Latest fashion victim
Woolworths has picked up a similar fashion affliction to the one that’s plagued its distant cousin, Marks & Spencer, in recent years. Having built up a loyal following for reasonably priced, decent quality cashmere cardigans and dependable 100% cotton gussets, it has unaccountably decided to spice up its offering, thus alienating its core customer base of ladies whose days of besporting themselves in spandex thongs are a distant memory. They have voted with their sensibly shod feet, and sales have plunged.
The company’s plan was to take a chunk out of younger, edgier brands, but the younger, edgier customers proved unwilling to be shifted from their usual haunts to a brand they associate with outfits Grandma would wear to church on a Sunday. Woolworths has been forced to abandon this battlefield and go back to doing what it used to do so successfully.
Fortunately for shareholders, the food division has continued to perform well, sticking to its upmarket customer base and providing dependably excellent quality.

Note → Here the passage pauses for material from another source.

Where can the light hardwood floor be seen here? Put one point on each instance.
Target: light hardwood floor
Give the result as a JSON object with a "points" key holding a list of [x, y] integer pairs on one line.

Woolworths is by no means the first SA outfit to return from a foray into Australia with a bloody nose, but the R6.9bn impairment of its David Jones operation has proved more expensive than most. It incurred significant costs and disruption during the year from various transformation issues, including new merchandise and finance systems, a new online platform, a head office move and the refurbishment of its Elizabeth Street store. But sales have started to pick up in the new year. Now the challenge is to go back to basics and deliver.